|I teach Middle East history at Rock Valley College, a community college in Rockford, Illinois. Rockford is a rust belt city struggling to overcome low levels of education, low wages, unemployment, and a high crime rate. Like other cities throughout the Midwest, it is overwhelming “white,” religiously conservative, and backed Trump in the 2016 election. Educators here face challenges, as many residents argue for technical education over liberal arts, despite the decreasing number of industrial jobs. These challenges are exacerbated when one teaches non-Western topics. It was at Rockford University’s commencement in 2003 when attendees booed New York Times reporter Chris Hedges offstage for giving a speech against American imperialism and the Iraq War. In 2010, Rockford’s congressman Don Manzullo told a local television station the terrorists were “driven by their savage religion.” Despite sentiments like these, it is more important than ever to teach Middle East Studies.|
In this negative, politically-charged atmosphere, what is the instructor’s role in the classroom? It is imperative that one acts as an advocate for their students. Many of the students who enroll in my Middle East history classes are first generation Arab Americans—part of Rockford’s growing Muslim population. These students not only have a personal connection to Middle East Studies, but they may also suffer from anti-immigrant and/or religious discrimination. Furthermore, the traditional college student has grown up in the post-9/11 world, one in which the presence of U.S. combat forces in the Middle East has become normal. An overinflated fear of terrorism (including fictitious attacks), proposals to ban Muslims from the U.S., and President Trump’s rhetoric only add to the public’s paranoia and misunderstanding.

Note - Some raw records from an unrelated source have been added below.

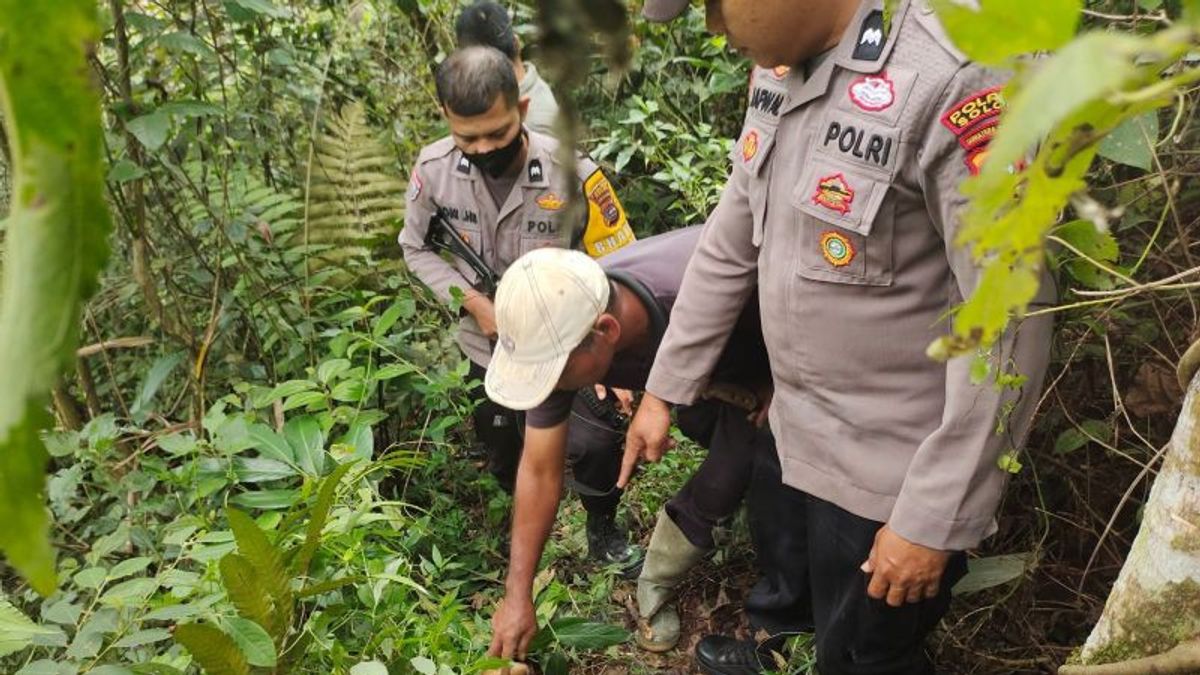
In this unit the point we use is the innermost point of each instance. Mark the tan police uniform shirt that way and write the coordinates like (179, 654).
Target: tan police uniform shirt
(531, 217)
(843, 208)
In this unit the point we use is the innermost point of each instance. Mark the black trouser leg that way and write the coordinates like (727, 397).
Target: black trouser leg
(595, 437)
(856, 634)
(502, 432)
(780, 601)
(713, 493)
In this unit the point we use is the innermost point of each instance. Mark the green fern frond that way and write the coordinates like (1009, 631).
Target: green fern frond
(214, 650)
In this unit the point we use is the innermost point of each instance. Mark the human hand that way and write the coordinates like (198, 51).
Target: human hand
(513, 628)
(903, 571)
(484, 312)
(624, 398)
(647, 437)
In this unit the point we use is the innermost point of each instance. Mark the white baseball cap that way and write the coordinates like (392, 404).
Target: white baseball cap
(546, 304)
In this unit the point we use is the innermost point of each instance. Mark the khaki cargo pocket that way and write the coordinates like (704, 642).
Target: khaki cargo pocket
(540, 242)
(845, 225)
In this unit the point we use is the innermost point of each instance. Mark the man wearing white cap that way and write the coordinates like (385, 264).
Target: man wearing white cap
(567, 322)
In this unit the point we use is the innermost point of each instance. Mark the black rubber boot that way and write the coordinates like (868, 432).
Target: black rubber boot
(609, 544)
(720, 655)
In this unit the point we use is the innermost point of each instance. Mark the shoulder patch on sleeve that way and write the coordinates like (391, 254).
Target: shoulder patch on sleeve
(607, 228)
(414, 185)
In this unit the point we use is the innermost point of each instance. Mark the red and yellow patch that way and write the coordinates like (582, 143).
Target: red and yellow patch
(607, 225)
(551, 202)
(750, 145)
(837, 248)
(834, 193)
(973, 109)
(973, 120)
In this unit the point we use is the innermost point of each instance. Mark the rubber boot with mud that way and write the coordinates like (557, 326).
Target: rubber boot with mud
(667, 560)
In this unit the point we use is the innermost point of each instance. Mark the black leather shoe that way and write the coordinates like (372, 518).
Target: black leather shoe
(721, 655)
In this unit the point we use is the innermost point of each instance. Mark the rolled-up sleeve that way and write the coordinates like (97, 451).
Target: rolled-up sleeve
(718, 284)
(421, 260)
(954, 483)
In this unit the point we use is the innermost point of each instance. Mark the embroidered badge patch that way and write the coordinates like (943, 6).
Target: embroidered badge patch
(873, 93)
(535, 173)
(750, 145)
(837, 249)
(834, 193)
(870, 37)
(414, 187)
(973, 120)
(551, 202)
(973, 109)
(601, 195)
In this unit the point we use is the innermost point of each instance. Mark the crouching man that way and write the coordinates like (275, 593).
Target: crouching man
(567, 322)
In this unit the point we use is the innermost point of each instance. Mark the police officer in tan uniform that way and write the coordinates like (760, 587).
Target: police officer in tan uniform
(502, 189)
(843, 209)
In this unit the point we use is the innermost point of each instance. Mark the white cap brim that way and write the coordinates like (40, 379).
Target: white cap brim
(521, 386)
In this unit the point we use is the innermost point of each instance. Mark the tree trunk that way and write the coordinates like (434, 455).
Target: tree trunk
(1155, 604)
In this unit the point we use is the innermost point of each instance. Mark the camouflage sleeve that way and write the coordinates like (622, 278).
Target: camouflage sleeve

An opportunity in teaching Middle East Studies is that there is interest in the topic. Among my students are veterans of the wars in Afghanistan and Iraq. An instructor can provide context to the present-day Middle East through tracing the background of Western imperialism in the region, while also exposing students to cultures that may be different from their own. Yet one must be able to break through the subliminal layer of fear and gut feelings in a community that is not known for its open mindedness. Within the classroom my goal is to allow discussions—of films, primary sources, and controversial topics—where students engage with their prejudices as well as fact-based evidence. Hopefully, students can share insights gained in class throughout the community.